Date collected in 2017 by the U.S. Department of Health and Human Services’ Office of Minority Health also shows that American Indian/Alaska Natives have twice the infant mortality rate as non-Hispanic whites, and American Indian/Alaska Native mothers were 2.8 times as likely to receive late or no prenatal care as compared to non-Hispanic white mothers.
“One of the things we’re focusing on is childbirth education that is culturally responsive, where you respond to the concerns within your own community,” Rivera said.
According to Grantham, one of the reasons for high infant morbidity and maternal mortality rates in Native American communities is that most maternal healthcare providers working with Native American women do not identify as Native American themselves. Added to this is the fact that many women have to travel outside of their communities to receive health care. This is why the program is currently accepting only Native American applicants, and the year-long program not only trains these participants, but does so by combining virtual training with on-site and in-community learning. The on-site and in-community learning component requires participants to take what they learn throughout the year and apply it on the ground in their communities.

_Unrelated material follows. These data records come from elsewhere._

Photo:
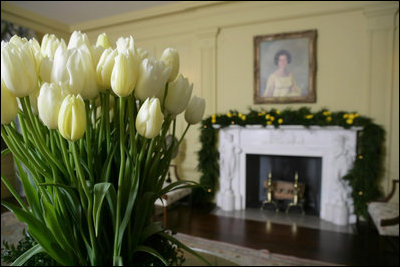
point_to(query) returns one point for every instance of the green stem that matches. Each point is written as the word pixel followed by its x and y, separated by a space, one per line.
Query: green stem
pixel 64 153
pixel 165 97
pixel 37 138
pixel 89 210
pixel 183 135
pixel 117 247
pixel 107 120
pixel 89 141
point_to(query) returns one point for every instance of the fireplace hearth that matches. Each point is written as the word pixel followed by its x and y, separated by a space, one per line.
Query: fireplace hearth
pixel 334 147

A community-specific response to childbirth is especially important during the pandemic caused by the novel coronavirus, according to Saraswathi Vedam, a professor of midwifery and lead investigator of the Birth Place Lab at the University of British Columbia.

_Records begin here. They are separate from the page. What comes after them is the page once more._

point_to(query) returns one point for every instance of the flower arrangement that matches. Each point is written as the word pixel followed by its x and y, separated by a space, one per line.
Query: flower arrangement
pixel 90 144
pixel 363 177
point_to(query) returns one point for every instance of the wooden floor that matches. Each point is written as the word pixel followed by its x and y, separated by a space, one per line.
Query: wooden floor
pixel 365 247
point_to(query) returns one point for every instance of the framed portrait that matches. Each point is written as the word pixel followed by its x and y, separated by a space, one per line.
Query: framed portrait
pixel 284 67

In 2019, Vedam published the The Giving Voice to Mothers study, which looks at inequity and mistreatment during pregnancy and childbirth in the United States. Her research found that Black women, Indigenous women, and women of color are treated more poorly than others. The research found differences in mistreatment by race, including twice as many Hispanic and Indigenous women as compared to white women reporting that healthcare providers shouted at or scolded them. Similarly, Black women, Hispanic women, Asian, and Indigenous women were twice as likely as white women to report that a healthcare provider ignored them, refused their request for help, or failed to respond to requests for help in a reasonable amount of time.

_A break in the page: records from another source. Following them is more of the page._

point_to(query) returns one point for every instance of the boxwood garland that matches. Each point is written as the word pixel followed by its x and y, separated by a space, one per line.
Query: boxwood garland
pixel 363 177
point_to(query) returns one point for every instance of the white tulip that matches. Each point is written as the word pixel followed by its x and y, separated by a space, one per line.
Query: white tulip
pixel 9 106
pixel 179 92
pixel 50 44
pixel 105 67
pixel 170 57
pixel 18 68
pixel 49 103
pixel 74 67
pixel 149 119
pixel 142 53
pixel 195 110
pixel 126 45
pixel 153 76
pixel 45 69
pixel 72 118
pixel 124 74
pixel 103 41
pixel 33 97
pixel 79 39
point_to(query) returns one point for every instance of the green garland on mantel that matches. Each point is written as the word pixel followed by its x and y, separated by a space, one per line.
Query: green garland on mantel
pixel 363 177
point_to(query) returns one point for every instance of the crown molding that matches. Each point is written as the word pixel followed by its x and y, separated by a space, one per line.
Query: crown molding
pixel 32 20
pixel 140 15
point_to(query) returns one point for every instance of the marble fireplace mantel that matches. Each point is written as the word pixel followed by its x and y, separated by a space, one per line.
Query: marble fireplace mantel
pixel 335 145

While her 2019 research demonstrates significant differences among pregnant people by race and place of birth in level of mistreatment during pregnancy and childbirth, Vedam says the pandemic has made the process even more challenging because of the strain on healthcare providers and social distancing measures across the country. An example of this is not allowing doulas to be a part of the birth. While this reduces the number of people who are physically present in the hospital, Vedam says the experience can be very isolating and stressful, thereby increasing the risk of pregnancy-related complications.
“One perspective is that, ‘We reduced our overall risk for the patient and for the system and for the other patients by having one less person there.’ But by taking that one-on-one support away, you’re also increasing the risk that [the mother] needs more intervention and every intervention means more exposure to everybody because you’ll need more nurses,” Vedam said.
Vedam says having Indigenous Knowledge Keepers and midwives who support pregnant people in their communities, especially during COVID-19, gives them the opportunity to make their own decisions under the guidance of their Elders and community members.
“Community-generated solutions preserve resiliency while respecting traditions of the [Indigenous] Nations,” she says. “These are complex times that we’re all living in and there are certainly challenges. But we don’t have to go from the pan to the fire.”
It is this process of “reclaiming birth” that Grantham hopes to promote through the program.
“The way that each family needs support and how each community can answer that is unique and different and I want to make space for that,” she said.